Connor maintains that even without complete knowledge of all of the biological mechanisms in play, “the epidemiological evidence can support the judgement that alcohol causes cancer of the oropharynx, larynx, oesophagus, liver, colon, rectum and breast,” that “current estimates suggest that alcohol-attributable cancers at these sites make up 5.8% of all cancer deaths world-wide.” Confirmation of specific biological mechanisms explaining which variety of alcohol increases incidence of each type of cancer, respectively, is not required in order to infer that alcohol is a cause of cancer, she said.
She projects that ongoing research will shed light on mechanisms underlying the relationship of alcohol consumption and cancer more clearly, and increase confidence in the epidemiology.

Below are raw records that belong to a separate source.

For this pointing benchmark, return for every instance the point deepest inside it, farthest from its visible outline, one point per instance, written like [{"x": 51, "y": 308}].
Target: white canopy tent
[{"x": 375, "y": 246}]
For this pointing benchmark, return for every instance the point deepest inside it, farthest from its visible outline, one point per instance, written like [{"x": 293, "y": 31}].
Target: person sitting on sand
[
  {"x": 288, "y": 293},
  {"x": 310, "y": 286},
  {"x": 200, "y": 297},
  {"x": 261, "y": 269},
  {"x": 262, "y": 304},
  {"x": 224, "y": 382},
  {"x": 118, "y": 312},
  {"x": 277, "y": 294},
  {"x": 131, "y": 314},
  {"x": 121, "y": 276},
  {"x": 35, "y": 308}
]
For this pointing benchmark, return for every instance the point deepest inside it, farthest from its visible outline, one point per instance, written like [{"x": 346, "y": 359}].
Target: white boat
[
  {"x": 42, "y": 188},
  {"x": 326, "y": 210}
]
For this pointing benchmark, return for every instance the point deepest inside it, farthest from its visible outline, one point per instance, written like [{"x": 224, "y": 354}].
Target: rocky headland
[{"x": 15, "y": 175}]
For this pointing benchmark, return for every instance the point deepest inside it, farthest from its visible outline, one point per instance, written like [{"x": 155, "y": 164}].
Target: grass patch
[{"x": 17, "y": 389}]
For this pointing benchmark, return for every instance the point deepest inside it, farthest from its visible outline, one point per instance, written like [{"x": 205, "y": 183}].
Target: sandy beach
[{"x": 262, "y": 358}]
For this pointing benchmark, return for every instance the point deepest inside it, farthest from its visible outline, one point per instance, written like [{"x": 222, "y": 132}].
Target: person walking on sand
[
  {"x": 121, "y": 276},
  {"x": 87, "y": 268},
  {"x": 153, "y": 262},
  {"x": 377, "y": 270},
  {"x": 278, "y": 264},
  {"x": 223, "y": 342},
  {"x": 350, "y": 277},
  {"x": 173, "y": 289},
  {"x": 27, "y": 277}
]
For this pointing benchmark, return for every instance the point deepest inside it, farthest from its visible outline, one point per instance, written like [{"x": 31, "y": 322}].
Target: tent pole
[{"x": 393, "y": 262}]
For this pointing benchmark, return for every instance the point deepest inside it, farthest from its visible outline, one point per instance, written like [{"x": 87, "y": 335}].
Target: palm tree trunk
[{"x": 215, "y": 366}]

For all of the seven cancer variants cited, a dose-response relationship was identified. The increase of cancer risk grows with increased average alcohol consumption — although there is no evidence of any threshold of effect, or variation with beverage type. Recent analyses from two large cohort studies in the U.S. do not suggest a significant impact of drinking pattern on risk of total cancer in light to moderate drinkers. Further supporting a causal association, some evidence suggests that risk for laryngeal, pharyngeal and liver cancers is reversed when alcohol consumption ceases.
The report also contends that accumulated research indicates that causal drinking also plays a role in the development of cancer in the pancreas, prostate and skin (melanoma), with pancreatic cancer risk in particular being associated with both heavy drinking and average consumption.